Ovum analyst Matthew Howett said he believes the review is "unlikely to result in a further separation of the incumbent."

"While Ofcom recognises there are challenges with Openreach, in particular in relation to service quality, it heavily suggests that further separation will not address these, and could ultimately be disproportionate. That's not to say that tweaks to the Openreach model aren't likely," Howett added.

Elsewhere, Ofcom said it is examining how regulation can enable the commercial development of future ultrafast broadband, what further options might be available to improve mobile services, and what it called 'bundled' telecoms services.

Ofcom noted that telecoms services are increasingly sold to consumers in the form of bundles, sometimes with broadcasting content, and whilst "this can offer consumer benefits" it "may also present risks to competition."
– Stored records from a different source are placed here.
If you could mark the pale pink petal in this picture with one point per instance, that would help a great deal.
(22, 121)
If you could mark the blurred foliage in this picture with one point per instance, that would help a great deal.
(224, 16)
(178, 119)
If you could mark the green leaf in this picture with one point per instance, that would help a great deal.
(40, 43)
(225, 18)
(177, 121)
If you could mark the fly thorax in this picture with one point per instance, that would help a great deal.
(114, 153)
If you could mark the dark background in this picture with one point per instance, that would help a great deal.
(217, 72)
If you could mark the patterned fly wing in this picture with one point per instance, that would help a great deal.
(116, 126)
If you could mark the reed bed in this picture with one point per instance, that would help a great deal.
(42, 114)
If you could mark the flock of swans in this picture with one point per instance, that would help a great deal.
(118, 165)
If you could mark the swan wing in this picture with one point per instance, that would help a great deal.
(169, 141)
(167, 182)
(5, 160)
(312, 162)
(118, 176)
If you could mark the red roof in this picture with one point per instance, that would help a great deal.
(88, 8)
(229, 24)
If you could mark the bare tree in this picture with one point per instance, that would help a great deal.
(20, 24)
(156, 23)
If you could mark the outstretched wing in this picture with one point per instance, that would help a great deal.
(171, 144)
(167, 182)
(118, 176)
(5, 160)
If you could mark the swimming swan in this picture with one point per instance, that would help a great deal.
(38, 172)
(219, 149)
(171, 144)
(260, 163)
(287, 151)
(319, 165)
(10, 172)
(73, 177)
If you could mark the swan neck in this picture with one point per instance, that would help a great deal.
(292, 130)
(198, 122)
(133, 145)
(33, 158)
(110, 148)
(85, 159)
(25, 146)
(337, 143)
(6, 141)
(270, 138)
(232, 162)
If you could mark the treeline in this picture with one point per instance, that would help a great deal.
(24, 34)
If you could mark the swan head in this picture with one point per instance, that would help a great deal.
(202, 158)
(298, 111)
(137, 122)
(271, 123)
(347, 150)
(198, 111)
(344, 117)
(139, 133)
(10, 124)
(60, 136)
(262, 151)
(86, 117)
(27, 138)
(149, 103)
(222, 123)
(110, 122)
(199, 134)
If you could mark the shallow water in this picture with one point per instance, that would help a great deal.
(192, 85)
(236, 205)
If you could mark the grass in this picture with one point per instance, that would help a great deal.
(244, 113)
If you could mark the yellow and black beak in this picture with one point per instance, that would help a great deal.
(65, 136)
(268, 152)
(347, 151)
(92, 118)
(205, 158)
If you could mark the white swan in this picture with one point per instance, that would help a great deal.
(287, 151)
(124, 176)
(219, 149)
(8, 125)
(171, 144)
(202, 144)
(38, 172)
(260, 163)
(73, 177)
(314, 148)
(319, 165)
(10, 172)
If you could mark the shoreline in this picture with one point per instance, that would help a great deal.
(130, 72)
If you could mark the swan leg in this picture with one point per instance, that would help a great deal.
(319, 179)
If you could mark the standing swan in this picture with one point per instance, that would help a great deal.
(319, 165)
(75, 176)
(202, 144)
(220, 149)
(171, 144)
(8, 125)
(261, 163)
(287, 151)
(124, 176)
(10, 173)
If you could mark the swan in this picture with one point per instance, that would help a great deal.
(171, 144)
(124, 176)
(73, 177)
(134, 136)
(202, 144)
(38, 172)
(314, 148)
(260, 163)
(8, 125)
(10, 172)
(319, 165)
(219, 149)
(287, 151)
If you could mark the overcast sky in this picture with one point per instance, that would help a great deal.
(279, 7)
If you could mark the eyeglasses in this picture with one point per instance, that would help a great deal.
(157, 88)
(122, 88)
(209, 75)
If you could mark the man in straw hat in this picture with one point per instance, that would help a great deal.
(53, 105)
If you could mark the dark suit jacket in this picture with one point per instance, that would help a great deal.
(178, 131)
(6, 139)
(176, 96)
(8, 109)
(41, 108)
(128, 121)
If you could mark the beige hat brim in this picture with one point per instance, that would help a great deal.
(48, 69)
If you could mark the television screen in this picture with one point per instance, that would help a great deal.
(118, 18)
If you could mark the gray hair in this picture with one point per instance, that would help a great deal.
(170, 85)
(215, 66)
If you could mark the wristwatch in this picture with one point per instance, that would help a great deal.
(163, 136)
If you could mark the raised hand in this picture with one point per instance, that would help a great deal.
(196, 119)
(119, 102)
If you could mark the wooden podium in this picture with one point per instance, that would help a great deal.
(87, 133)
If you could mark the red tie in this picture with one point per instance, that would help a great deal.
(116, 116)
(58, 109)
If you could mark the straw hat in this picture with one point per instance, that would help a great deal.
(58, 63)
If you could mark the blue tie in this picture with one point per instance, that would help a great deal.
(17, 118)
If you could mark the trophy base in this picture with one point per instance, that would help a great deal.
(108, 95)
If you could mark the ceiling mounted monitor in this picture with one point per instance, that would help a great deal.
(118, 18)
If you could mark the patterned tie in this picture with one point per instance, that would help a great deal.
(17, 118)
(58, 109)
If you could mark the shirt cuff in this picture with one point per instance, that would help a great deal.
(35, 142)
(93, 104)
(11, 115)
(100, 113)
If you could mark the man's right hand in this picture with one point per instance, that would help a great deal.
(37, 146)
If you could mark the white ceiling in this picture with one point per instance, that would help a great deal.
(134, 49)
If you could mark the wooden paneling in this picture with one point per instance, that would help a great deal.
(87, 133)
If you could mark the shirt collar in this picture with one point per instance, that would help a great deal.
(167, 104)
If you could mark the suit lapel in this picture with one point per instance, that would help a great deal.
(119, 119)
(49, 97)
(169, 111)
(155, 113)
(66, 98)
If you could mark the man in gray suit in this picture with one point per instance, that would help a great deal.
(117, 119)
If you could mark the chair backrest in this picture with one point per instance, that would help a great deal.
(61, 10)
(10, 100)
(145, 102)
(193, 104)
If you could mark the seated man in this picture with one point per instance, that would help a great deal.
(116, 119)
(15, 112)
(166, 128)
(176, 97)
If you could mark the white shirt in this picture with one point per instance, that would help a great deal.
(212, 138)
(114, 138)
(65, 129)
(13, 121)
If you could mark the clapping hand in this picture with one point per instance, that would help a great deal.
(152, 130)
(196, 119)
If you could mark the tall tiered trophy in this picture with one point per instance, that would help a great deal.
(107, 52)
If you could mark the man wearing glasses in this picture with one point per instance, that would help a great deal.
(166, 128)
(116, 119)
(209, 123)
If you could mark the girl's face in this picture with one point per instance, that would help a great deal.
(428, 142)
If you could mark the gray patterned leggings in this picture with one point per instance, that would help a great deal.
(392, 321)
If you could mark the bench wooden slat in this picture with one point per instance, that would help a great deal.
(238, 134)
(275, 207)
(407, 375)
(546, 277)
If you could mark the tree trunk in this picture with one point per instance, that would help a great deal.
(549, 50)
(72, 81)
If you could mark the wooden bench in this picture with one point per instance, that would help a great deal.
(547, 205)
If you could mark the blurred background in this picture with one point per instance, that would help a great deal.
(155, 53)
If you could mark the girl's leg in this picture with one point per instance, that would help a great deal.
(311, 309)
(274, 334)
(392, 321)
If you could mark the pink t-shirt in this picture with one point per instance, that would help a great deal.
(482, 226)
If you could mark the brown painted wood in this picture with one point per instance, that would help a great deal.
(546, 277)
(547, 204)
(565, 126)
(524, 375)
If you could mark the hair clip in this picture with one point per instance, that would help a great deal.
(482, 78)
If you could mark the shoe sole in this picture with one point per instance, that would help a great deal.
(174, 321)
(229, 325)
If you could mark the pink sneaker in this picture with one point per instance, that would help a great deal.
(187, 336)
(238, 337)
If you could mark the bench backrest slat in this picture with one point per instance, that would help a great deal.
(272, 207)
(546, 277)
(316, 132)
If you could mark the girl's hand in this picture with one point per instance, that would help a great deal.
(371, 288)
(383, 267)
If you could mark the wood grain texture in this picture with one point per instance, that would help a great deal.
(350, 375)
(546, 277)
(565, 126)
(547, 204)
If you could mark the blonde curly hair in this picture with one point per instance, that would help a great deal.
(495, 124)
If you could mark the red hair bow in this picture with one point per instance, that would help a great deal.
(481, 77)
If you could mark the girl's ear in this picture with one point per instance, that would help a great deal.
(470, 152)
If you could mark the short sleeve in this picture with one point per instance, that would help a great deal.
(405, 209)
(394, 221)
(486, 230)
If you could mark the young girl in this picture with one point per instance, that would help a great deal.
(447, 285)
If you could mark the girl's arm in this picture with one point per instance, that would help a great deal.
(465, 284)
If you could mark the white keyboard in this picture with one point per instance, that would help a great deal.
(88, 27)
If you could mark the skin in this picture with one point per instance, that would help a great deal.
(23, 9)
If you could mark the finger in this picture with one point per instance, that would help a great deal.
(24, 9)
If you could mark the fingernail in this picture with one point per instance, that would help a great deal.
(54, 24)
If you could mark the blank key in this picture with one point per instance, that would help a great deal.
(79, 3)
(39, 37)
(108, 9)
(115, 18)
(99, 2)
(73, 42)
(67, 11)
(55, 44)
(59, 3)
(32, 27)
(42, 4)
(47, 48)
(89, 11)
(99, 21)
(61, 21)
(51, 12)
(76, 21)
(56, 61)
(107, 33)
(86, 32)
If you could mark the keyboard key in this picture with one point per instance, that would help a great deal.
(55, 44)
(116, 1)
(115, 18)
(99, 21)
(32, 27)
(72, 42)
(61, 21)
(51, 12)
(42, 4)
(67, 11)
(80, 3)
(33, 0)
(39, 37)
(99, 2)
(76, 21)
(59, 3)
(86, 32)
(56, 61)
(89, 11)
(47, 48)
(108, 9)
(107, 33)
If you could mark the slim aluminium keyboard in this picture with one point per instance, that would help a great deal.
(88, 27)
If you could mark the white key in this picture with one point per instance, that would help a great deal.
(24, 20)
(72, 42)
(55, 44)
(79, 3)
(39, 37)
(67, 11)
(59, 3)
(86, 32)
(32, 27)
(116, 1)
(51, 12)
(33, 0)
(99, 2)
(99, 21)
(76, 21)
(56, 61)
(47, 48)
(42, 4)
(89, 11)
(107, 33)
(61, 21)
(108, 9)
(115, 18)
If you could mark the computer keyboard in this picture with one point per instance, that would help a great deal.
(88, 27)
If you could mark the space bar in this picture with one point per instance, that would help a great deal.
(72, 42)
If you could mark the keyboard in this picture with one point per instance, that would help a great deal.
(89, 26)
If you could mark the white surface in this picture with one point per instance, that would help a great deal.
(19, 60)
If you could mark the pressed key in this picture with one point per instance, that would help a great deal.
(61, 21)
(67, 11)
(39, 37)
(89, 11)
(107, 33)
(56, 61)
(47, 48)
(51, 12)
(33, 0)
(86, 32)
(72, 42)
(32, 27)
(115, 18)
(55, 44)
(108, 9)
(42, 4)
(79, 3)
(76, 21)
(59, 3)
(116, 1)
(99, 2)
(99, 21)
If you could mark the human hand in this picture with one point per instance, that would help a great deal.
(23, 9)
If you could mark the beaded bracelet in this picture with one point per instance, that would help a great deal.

Telecommunications providers are increasingly moving towards 'quad play' offerings, meaning they provide fixed line, mobile, broadband, and television services. This has also resulted in increasing consolidation in the market, with BT moving to acquire peer EE Ltd, Hutchison Whampoa, which runs the 3 network, agreeing to acquire 02 UK from Telefónica, and Vodafone Group PLC recently confirming it is in talks with US cable company Liberty Global over a potential asset exchange.

The rivalry between BT and Sky has heated up over the past two years following the launch of BT's new BT Sport channels, challenging Sky in its dominant area of paid sports television. The competition between the two led to a significant jump in the costs at the most recent auction for the broadcasting rights to the English Premier League. The rights were sold for a total of GBP5.13 billion, jumping from GBP3 billion at the previous auction.

"The one area where consumers are getting a raw deal is Pay TV. There is no reason why UK consumers should pay half a billion pounds more a year than the European average. Ofcom have said they will consider whether to make it easier for customers to switch in this area, but this isn?t enough. Much tougher action is needed to address the fundamental flaws in this market," said a BT spokesperson in a statement.

Additionally, the regulator said it will also look to identify areas where its existing regulation may be simplified, removed or replaced, as the "rules that govern the communications sector must evolve to keep pace with developments in technology, consumer needs and expectations." In particular it highlighted the rise of 'over the top' internet communications services such instant messaging, which it said may create a case for less regulation on mobile operators or extending existing rules for internet-based services.

Ofcom will now move the review forward to a second phase and will be accepting evidence and responses from stakeholders by October 8 with a decision likely "at the turn of the year".

BT shares were down 0.1% to 468.83 pence Thursday morning, while Sky shares were up 0.8% to 1,134.00p.